Tim Russert asked Ralph Nader that very question on May 7 on Meet the Press: "So if you wake up in November of 2000 and the Green Party has gotten five percent of the vote but Al Gore has lost and George W. Bush is the next president, you'll consider the day a success?"

Nader answered, "The Green Party will get more than five percent of the vote, number one. Number two, there's nothing preventing Al Gore from grabbing hold of these corporate power issues: corporate welfare, strong labor laws, crack down on consumer fraud, corporate crime, challenging autocratic forms of government like the WTO.

"The two parties are converging more and more into a huge vested interest money pot and are turning their backs on very important needs of the people. So we're appealing to conservatives, liberals, all the people who feel they're losing control in this country over everything that matters to them -- their government, big business, environment, the workplace, the marketplace, even their own children being seduced by corporate hucksters and entertainers."

Sometimes he sounds like a real candidate, sometimes like he's just trying to knock the Democratic party back into its one-time groove. Too bad. If Ross Perot could get 19 percent of the vote, Nader, who is modest, well-spoken, well-informed, steady, of unassailable integrity, and actually working for the public interest, should be able to do much better. If he could become visible. And if people voted for what they want, instead of what they think can win.

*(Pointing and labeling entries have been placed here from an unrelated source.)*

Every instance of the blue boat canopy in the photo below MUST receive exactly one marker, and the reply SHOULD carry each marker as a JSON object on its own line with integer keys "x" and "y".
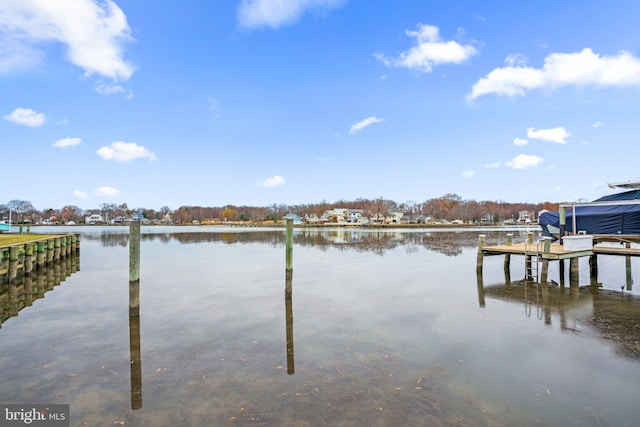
{"x": 599, "y": 218}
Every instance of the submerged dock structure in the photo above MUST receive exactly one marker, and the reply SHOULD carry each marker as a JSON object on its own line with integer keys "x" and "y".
{"x": 539, "y": 253}
{"x": 29, "y": 257}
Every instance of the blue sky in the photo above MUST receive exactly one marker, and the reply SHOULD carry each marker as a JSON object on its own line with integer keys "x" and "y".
{"x": 254, "y": 102}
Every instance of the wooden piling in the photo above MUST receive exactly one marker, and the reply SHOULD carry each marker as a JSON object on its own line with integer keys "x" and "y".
{"x": 574, "y": 272}
{"x": 546, "y": 248}
{"x": 507, "y": 259}
{"x": 134, "y": 267}
{"x": 13, "y": 263}
{"x": 28, "y": 258}
{"x": 593, "y": 269}
{"x": 288, "y": 302}
{"x": 482, "y": 241}
{"x": 289, "y": 244}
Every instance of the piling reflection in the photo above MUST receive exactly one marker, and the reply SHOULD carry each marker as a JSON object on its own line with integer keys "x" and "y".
{"x": 24, "y": 290}
{"x": 612, "y": 314}
{"x": 134, "y": 315}
{"x": 288, "y": 304}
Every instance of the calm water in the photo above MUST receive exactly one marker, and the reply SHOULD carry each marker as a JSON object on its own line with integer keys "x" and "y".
{"x": 385, "y": 328}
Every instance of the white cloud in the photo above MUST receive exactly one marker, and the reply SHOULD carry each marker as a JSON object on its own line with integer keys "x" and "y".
{"x": 584, "y": 68}
{"x": 125, "y": 152}
{"x": 523, "y": 161}
{"x": 27, "y": 117}
{"x": 515, "y": 59}
{"x": 363, "y": 124}
{"x": 112, "y": 89}
{"x": 106, "y": 191}
{"x": 274, "y": 181}
{"x": 276, "y": 13}
{"x": 430, "y": 50}
{"x": 557, "y": 135}
{"x": 93, "y": 32}
{"x": 67, "y": 142}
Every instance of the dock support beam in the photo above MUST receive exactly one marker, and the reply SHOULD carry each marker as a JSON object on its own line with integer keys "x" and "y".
{"x": 544, "y": 276}
{"x": 593, "y": 269}
{"x": 482, "y": 241}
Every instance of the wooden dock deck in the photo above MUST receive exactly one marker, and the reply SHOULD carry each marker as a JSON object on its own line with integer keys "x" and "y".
{"x": 544, "y": 251}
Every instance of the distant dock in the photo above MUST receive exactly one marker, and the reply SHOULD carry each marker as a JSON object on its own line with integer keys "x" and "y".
{"x": 539, "y": 253}
{"x": 25, "y": 258}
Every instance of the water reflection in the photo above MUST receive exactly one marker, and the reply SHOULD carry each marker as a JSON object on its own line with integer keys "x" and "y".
{"x": 611, "y": 314}
{"x": 450, "y": 243}
{"x": 25, "y": 290}
{"x": 288, "y": 303}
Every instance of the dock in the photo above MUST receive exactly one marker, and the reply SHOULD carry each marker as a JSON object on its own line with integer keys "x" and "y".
{"x": 25, "y": 258}
{"x": 539, "y": 253}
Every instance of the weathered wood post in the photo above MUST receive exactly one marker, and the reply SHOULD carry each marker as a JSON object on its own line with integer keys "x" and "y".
{"x": 628, "y": 268}
{"x": 482, "y": 241}
{"x": 289, "y": 244}
{"x": 544, "y": 276}
{"x": 574, "y": 271}
{"x": 134, "y": 268}
{"x": 481, "y": 299}
{"x": 288, "y": 293}
{"x": 134, "y": 315}
{"x": 13, "y": 263}
{"x": 50, "y": 250}
{"x": 28, "y": 258}
{"x": 56, "y": 248}
{"x": 593, "y": 269}
{"x": 507, "y": 259}
{"x": 527, "y": 258}
{"x": 288, "y": 303}
{"x": 41, "y": 254}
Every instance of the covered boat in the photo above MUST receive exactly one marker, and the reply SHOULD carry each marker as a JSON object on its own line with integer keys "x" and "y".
{"x": 613, "y": 214}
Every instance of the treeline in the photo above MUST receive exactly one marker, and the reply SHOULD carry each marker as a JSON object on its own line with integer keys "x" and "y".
{"x": 448, "y": 207}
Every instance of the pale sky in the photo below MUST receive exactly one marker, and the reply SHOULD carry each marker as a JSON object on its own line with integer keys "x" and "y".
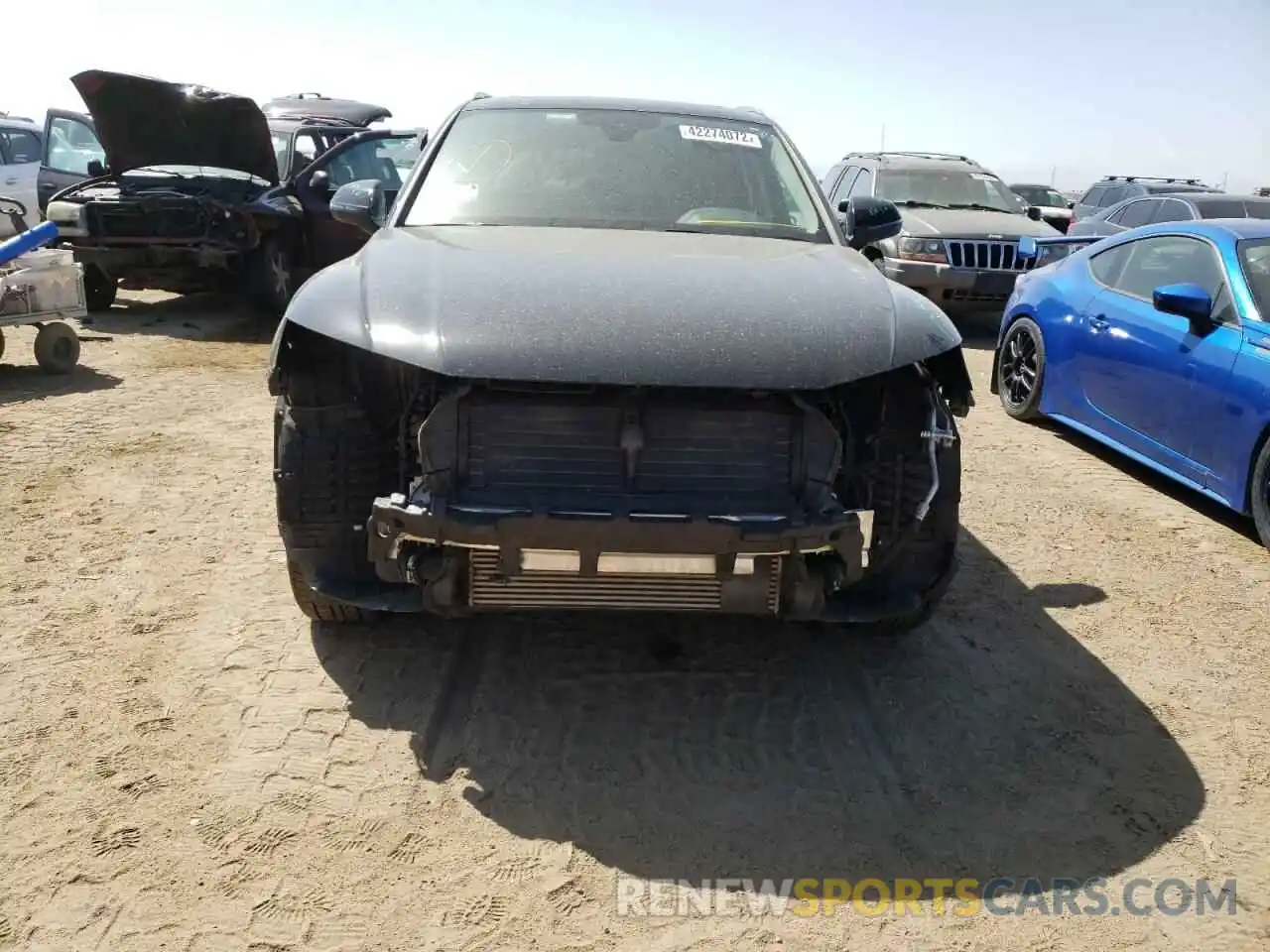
{"x": 1083, "y": 86}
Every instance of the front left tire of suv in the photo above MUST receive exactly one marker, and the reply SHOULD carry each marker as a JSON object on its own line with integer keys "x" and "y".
{"x": 329, "y": 465}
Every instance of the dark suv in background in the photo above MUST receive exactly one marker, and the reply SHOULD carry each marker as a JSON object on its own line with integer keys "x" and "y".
{"x": 1116, "y": 188}
{"x": 961, "y": 225}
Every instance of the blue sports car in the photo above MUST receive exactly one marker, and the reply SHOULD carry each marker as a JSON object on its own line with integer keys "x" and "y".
{"x": 1155, "y": 341}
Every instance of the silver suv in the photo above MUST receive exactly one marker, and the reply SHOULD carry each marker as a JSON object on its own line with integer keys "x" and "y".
{"x": 961, "y": 225}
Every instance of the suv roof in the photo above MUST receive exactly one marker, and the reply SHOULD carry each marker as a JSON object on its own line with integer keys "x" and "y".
{"x": 916, "y": 160}
{"x": 740, "y": 113}
{"x": 318, "y": 109}
{"x": 1146, "y": 179}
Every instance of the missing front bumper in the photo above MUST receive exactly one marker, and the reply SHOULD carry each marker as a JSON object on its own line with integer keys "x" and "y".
{"x": 488, "y": 558}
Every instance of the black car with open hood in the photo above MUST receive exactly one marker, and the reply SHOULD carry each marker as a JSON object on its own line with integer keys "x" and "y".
{"x": 202, "y": 190}
{"x": 616, "y": 354}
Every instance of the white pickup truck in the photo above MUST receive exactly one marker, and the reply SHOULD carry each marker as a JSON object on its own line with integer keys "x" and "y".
{"x": 37, "y": 162}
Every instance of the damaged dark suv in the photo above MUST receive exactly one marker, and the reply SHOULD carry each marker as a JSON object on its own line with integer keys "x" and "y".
{"x": 202, "y": 190}
{"x": 616, "y": 354}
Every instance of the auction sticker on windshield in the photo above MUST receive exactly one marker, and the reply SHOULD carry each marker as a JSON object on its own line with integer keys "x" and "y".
{"x": 712, "y": 134}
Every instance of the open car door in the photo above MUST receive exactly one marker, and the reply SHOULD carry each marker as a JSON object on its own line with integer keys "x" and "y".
{"x": 70, "y": 148}
{"x": 382, "y": 155}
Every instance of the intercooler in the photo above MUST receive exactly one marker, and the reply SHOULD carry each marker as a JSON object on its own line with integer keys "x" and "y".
{"x": 615, "y": 498}
{"x": 630, "y": 590}
{"x": 155, "y": 217}
{"x": 622, "y": 451}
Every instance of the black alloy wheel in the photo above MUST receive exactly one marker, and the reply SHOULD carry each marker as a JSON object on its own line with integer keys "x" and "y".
{"x": 1021, "y": 370}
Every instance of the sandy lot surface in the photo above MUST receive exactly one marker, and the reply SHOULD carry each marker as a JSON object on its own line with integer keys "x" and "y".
{"x": 186, "y": 763}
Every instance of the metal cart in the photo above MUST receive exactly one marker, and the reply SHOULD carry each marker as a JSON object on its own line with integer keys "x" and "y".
{"x": 42, "y": 287}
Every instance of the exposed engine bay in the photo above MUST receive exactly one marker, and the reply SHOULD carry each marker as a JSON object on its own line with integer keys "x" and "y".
{"x": 155, "y": 207}
{"x": 535, "y": 497}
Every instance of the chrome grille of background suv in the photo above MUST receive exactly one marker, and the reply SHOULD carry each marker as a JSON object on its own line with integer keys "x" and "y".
{"x": 985, "y": 255}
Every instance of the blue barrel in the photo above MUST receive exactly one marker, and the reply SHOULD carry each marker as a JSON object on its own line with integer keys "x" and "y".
{"x": 27, "y": 241}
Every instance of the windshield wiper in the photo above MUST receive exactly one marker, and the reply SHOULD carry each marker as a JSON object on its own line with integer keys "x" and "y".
{"x": 747, "y": 229}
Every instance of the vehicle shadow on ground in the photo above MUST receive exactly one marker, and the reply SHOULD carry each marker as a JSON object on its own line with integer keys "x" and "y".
{"x": 19, "y": 382}
{"x": 1155, "y": 481}
{"x": 978, "y": 329}
{"x": 992, "y": 744}
{"x": 216, "y": 317}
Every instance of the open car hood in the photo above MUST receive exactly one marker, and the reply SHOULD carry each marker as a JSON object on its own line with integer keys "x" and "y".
{"x": 143, "y": 121}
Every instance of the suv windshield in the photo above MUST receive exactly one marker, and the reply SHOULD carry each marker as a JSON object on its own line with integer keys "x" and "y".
{"x": 1255, "y": 261}
{"x": 1043, "y": 197}
{"x": 616, "y": 169}
{"x": 947, "y": 188}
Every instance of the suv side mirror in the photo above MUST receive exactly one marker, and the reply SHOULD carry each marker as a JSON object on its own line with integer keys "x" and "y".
{"x": 361, "y": 204}
{"x": 869, "y": 220}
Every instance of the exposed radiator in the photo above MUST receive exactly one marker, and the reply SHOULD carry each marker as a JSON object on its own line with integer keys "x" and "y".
{"x": 168, "y": 217}
{"x": 629, "y": 592}
{"x": 568, "y": 445}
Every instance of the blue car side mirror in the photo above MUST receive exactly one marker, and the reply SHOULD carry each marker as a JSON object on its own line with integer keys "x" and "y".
{"x": 1185, "y": 299}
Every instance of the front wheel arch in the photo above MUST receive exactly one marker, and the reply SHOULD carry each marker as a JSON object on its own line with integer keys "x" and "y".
{"x": 1256, "y": 498}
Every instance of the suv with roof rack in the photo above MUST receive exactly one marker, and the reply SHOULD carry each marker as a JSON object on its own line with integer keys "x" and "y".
{"x": 1114, "y": 189}
{"x": 961, "y": 223}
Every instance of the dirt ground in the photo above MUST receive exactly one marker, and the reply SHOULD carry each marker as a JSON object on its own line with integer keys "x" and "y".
{"x": 187, "y": 763}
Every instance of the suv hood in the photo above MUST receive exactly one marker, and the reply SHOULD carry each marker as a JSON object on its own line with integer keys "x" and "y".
{"x": 625, "y": 307}
{"x": 970, "y": 222}
{"x": 143, "y": 121}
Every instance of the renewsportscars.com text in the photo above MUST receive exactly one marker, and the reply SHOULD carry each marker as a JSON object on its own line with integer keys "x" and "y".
{"x": 930, "y": 896}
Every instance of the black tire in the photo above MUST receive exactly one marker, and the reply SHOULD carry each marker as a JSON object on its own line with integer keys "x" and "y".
{"x": 1259, "y": 489}
{"x": 329, "y": 466}
{"x": 271, "y": 275}
{"x": 910, "y": 558}
{"x": 58, "y": 348}
{"x": 1021, "y": 370}
{"x": 99, "y": 290}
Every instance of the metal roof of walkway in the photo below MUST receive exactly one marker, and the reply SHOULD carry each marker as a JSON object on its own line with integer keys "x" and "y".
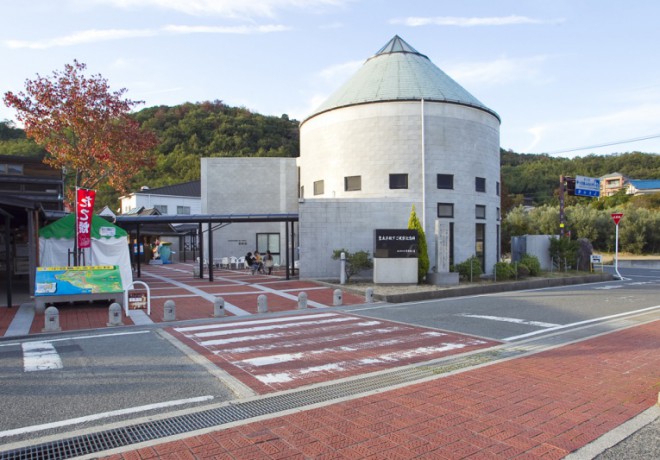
{"x": 130, "y": 222}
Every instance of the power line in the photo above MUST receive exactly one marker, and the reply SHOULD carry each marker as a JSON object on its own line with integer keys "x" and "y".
{"x": 626, "y": 141}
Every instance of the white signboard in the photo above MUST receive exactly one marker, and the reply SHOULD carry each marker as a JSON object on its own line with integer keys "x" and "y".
{"x": 587, "y": 186}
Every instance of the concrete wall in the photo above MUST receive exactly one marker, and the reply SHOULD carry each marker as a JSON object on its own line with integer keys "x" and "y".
{"x": 247, "y": 186}
{"x": 421, "y": 140}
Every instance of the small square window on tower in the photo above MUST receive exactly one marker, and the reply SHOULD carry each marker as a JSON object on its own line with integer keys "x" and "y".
{"x": 352, "y": 183}
{"x": 445, "y": 181}
{"x": 480, "y": 184}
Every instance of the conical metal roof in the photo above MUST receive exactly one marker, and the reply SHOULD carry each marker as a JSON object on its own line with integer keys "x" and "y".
{"x": 398, "y": 72}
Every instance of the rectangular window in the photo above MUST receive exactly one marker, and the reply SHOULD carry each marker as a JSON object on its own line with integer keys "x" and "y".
{"x": 319, "y": 187}
{"x": 446, "y": 181}
{"x": 480, "y": 244}
{"x": 480, "y": 211}
{"x": 269, "y": 242}
{"x": 446, "y": 210}
{"x": 398, "y": 181}
{"x": 352, "y": 183}
{"x": 480, "y": 184}
{"x": 14, "y": 169}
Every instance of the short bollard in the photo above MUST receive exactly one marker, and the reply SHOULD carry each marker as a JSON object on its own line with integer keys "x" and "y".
{"x": 262, "y": 304}
{"x": 169, "y": 311}
{"x": 219, "y": 307}
{"x": 114, "y": 315}
{"x": 51, "y": 320}
{"x": 336, "y": 298}
{"x": 302, "y": 301}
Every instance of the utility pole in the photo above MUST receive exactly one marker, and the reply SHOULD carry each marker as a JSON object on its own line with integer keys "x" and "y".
{"x": 562, "y": 216}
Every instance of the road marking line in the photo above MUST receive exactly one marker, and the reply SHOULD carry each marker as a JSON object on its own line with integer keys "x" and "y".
{"x": 254, "y": 321}
{"x": 40, "y": 356}
{"x": 102, "y": 415}
{"x": 511, "y": 320}
{"x": 579, "y": 323}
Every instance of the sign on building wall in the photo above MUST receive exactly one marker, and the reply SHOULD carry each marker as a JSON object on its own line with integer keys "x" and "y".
{"x": 395, "y": 243}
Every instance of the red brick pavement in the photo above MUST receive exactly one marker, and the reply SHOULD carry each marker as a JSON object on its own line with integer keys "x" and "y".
{"x": 541, "y": 406}
{"x": 292, "y": 351}
{"x": 237, "y": 287}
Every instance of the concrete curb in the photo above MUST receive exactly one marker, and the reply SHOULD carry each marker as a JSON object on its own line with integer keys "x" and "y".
{"x": 486, "y": 288}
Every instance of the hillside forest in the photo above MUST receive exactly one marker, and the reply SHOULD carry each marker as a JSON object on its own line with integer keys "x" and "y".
{"x": 191, "y": 131}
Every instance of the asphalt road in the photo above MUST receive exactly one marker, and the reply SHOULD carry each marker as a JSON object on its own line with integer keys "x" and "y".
{"x": 133, "y": 373}
{"x": 517, "y": 315}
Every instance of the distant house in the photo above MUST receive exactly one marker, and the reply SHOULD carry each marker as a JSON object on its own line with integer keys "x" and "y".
{"x": 171, "y": 200}
{"x": 611, "y": 184}
{"x": 643, "y": 187}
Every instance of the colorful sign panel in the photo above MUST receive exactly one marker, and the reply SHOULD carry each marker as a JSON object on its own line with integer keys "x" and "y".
{"x": 93, "y": 279}
{"x": 84, "y": 212}
{"x": 587, "y": 186}
{"x": 395, "y": 243}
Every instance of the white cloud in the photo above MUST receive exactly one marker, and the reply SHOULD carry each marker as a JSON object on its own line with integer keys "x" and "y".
{"x": 94, "y": 36}
{"x": 241, "y": 30}
{"x": 226, "y": 8}
{"x": 471, "y": 22}
{"x": 79, "y": 38}
{"x": 565, "y": 135}
{"x": 340, "y": 72}
{"x": 499, "y": 71}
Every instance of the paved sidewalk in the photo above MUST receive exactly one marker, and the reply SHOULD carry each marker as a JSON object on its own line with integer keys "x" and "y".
{"x": 193, "y": 298}
{"x": 544, "y": 405}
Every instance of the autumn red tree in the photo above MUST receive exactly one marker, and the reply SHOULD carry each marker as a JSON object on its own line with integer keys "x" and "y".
{"x": 85, "y": 128}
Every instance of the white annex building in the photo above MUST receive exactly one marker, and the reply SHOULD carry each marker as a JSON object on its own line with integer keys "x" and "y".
{"x": 399, "y": 133}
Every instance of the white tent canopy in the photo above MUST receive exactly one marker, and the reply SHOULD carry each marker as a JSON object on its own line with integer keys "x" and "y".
{"x": 109, "y": 246}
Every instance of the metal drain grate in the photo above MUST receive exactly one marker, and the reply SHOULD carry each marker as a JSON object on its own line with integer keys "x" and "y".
{"x": 153, "y": 430}
{"x": 120, "y": 437}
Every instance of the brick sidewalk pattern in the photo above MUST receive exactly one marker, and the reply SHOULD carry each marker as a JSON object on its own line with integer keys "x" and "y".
{"x": 237, "y": 287}
{"x": 539, "y": 406}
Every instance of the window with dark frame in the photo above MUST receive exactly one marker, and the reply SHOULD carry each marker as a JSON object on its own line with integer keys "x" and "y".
{"x": 480, "y": 184}
{"x": 398, "y": 181}
{"x": 352, "y": 183}
{"x": 446, "y": 210}
{"x": 480, "y": 243}
{"x": 445, "y": 181}
{"x": 319, "y": 187}
{"x": 480, "y": 211}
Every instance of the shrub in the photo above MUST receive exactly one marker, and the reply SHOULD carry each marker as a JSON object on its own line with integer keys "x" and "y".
{"x": 532, "y": 262}
{"x": 471, "y": 266}
{"x": 504, "y": 271}
{"x": 522, "y": 270}
{"x": 355, "y": 262}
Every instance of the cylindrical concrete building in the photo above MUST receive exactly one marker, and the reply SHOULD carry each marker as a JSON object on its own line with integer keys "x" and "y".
{"x": 399, "y": 133}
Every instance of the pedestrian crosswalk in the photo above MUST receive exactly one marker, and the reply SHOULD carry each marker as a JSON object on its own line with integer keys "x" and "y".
{"x": 291, "y": 351}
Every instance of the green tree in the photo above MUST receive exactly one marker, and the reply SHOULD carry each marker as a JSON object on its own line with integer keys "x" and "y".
{"x": 423, "y": 263}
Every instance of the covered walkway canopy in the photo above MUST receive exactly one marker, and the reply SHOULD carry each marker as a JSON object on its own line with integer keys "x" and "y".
{"x": 133, "y": 222}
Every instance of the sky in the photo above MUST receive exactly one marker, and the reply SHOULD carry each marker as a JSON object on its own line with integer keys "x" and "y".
{"x": 567, "y": 77}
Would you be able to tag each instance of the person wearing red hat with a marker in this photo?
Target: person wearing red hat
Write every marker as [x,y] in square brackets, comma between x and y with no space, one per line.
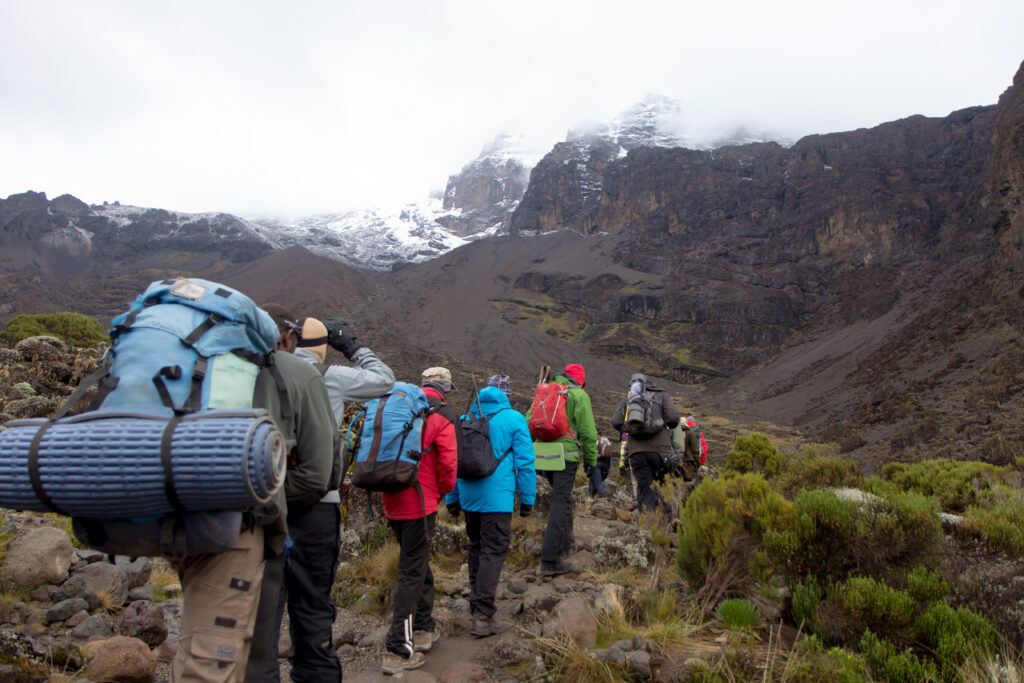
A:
[582,441]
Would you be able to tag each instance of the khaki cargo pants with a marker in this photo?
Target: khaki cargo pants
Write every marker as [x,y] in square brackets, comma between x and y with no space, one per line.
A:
[221,594]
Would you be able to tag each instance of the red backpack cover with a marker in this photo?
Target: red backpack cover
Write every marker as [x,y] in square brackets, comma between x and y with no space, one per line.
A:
[548,420]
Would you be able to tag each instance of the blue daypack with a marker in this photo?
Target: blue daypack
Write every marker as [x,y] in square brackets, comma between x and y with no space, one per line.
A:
[187,344]
[389,455]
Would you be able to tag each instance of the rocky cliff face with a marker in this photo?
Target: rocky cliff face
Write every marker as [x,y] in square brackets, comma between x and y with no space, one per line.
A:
[38,233]
[482,195]
[1008,195]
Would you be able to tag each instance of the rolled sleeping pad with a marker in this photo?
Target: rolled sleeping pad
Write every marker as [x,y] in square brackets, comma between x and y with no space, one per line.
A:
[109,464]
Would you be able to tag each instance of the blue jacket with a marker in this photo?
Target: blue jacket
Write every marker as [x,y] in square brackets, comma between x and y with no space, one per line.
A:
[497,493]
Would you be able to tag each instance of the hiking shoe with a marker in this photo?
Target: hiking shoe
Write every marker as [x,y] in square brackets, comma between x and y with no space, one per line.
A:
[395,664]
[555,568]
[485,627]
[424,640]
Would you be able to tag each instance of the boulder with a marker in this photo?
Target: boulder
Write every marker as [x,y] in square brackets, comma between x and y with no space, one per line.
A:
[144,621]
[76,587]
[122,659]
[65,609]
[105,578]
[95,625]
[41,556]
[573,619]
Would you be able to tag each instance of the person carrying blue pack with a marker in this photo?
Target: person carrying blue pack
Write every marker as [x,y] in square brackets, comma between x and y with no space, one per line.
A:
[488,503]
[314,528]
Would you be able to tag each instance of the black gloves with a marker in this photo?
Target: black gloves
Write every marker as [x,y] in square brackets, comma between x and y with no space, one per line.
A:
[341,337]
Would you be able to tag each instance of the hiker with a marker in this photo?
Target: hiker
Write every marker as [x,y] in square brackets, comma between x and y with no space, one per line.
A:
[599,472]
[488,504]
[314,529]
[647,415]
[686,444]
[412,514]
[222,592]
[502,383]
[558,539]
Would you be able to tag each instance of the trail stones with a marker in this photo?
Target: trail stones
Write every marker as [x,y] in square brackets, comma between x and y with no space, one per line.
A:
[41,556]
[123,659]
[573,619]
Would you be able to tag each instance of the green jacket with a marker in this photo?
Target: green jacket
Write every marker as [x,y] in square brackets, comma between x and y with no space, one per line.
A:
[581,415]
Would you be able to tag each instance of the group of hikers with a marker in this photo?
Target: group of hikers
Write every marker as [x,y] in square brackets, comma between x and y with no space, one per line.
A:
[226,636]
[239,579]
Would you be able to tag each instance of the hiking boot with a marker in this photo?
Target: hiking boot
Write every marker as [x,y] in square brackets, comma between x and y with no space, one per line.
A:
[485,627]
[555,568]
[395,664]
[424,640]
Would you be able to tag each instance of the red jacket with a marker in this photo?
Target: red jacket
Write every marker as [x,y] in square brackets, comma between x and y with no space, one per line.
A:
[437,469]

What is a vote, anyway? A chit we use to play political games, figuring the chances, trying to choose the least distasteful candidate who has some chance of coming out on top? Or our one straight signal to our government telling it what we -- we who pay the bills, we whose interests the government is supposed to represent -- really want?

I hope Russ Peterson will forgive me.

Donella Meadows is an adjunct professor at Dartmouth College and director of the Sustainability Institute in Hartland, Vermont.